PROFILE: ST KILIAN'S GERMAN SCHOOL, CLONSKEAGH, DUBLIN : Though tucked away beside the UCD campus, the windows of St Kilian’s in south Dublin look out onto Europe – and you don’t have to be German or speak the language to go there, writes JOANNE HUNT

DECIPHERING German newspaper headlines was recently the sport of choice for many Irish economists – but instead of thumbing dictionaries, they could have had a masterclass from children at one Dublin school.

Students of St Kilian’s Deutsche Schule, a kindergarten, primary and secondary school in Clonskeagh, learn German from the age of four. While we relied on pundits to translate the headlines about us in Die Welt, this school’s transition year class did if for themselves.

“We did interactive classes with the children during the IMF and ECB debate where we went online and read and discussed the headlines in German newspapers,” says deputy principal of the secondary school, Alice Lynch. Though tucked away beside the UCD campus, the windows of this south Dublin school very much look out onto Europe.
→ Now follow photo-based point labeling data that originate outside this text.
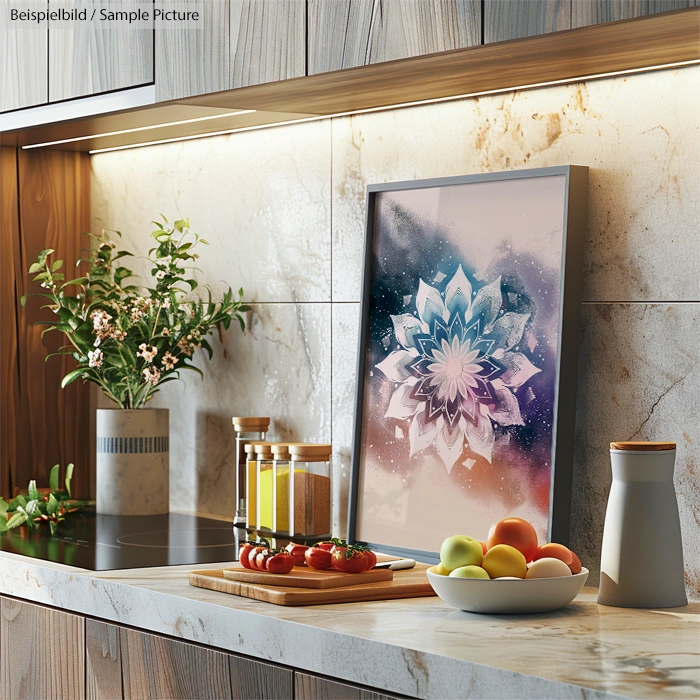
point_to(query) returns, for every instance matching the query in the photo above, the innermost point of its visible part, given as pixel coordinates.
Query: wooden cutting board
(411, 583)
(303, 577)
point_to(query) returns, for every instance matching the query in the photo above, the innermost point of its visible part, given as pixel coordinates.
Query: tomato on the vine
(280, 562)
(297, 551)
(253, 555)
(243, 553)
(318, 558)
(261, 558)
(371, 559)
(350, 559)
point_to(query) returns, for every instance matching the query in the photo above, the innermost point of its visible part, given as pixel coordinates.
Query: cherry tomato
(318, 558)
(371, 559)
(261, 558)
(252, 555)
(297, 551)
(243, 553)
(351, 560)
(280, 563)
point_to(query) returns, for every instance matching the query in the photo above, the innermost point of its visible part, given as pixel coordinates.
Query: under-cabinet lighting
(416, 103)
(140, 128)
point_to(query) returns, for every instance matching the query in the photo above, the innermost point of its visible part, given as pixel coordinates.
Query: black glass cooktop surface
(103, 542)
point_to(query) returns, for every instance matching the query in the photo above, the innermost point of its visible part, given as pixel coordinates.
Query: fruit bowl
(507, 596)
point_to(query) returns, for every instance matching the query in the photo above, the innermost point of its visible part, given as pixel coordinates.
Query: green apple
(469, 572)
(460, 550)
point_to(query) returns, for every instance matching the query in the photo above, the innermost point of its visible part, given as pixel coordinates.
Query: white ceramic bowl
(507, 596)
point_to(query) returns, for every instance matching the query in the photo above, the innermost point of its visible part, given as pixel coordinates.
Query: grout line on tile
(640, 303)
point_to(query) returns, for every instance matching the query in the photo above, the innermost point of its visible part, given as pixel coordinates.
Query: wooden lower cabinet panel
(103, 677)
(312, 688)
(42, 653)
(254, 679)
(125, 664)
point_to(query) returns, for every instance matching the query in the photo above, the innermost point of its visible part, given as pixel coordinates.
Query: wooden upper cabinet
(585, 12)
(237, 43)
(90, 57)
(23, 57)
(349, 33)
(42, 653)
(512, 19)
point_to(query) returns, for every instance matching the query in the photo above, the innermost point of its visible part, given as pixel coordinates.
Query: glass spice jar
(247, 428)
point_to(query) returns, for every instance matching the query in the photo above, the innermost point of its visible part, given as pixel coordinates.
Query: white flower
(148, 352)
(169, 361)
(152, 375)
(185, 346)
(95, 358)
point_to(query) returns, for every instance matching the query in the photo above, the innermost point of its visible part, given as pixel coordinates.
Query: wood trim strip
(9, 238)
(618, 46)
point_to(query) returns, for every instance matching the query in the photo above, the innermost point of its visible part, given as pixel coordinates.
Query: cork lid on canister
(305, 452)
(250, 424)
(280, 450)
(249, 447)
(642, 446)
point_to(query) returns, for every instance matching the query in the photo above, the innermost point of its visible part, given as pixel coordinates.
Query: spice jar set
(283, 489)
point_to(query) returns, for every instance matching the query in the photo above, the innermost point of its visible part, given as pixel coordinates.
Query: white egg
(548, 568)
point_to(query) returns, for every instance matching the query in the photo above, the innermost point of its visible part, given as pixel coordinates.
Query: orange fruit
(575, 565)
(504, 560)
(515, 532)
(553, 550)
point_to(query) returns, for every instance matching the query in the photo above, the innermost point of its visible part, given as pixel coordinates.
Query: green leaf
(52, 505)
(69, 476)
(53, 477)
(71, 377)
(16, 520)
(41, 258)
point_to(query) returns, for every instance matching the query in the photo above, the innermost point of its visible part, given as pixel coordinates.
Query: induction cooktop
(104, 542)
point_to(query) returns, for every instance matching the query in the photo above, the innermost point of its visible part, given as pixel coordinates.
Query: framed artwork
(466, 385)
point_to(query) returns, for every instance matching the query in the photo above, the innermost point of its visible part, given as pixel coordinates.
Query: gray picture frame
(574, 233)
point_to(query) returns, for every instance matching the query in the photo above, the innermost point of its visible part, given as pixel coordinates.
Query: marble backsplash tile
(280, 367)
(639, 376)
(345, 328)
(284, 211)
(644, 160)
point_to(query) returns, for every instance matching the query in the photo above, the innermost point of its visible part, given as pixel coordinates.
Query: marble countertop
(418, 647)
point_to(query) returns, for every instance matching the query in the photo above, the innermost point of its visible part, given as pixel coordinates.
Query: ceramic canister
(132, 461)
(642, 555)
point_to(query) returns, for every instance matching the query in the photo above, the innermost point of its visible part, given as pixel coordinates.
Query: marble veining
(284, 211)
(418, 647)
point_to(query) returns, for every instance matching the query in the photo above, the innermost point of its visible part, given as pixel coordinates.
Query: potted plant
(130, 340)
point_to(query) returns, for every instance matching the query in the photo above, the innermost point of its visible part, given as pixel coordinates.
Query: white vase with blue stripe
(133, 461)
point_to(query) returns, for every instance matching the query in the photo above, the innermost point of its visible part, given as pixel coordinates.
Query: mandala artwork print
(456, 371)
(461, 359)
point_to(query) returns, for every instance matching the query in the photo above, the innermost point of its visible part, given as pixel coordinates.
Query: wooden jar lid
(244, 424)
(249, 447)
(643, 446)
(302, 452)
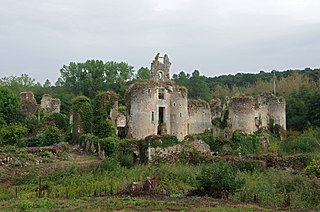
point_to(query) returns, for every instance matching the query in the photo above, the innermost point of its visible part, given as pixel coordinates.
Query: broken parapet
(28, 103)
(49, 104)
The school traces its origins to the Save the German Children Society, founded in Dublin in 1945 to give homes to orphaned and homeless German children after the second World War. But to refer to St Kilians as “the German school” is a label they are keen to shake off.

“There’s a perception that everything is taught through German, but it’s not,” says Sarah Finnegan, head of the primary school. “Or that you have to speak German or that one of your parents has to be German, but that’s just not true,” she says.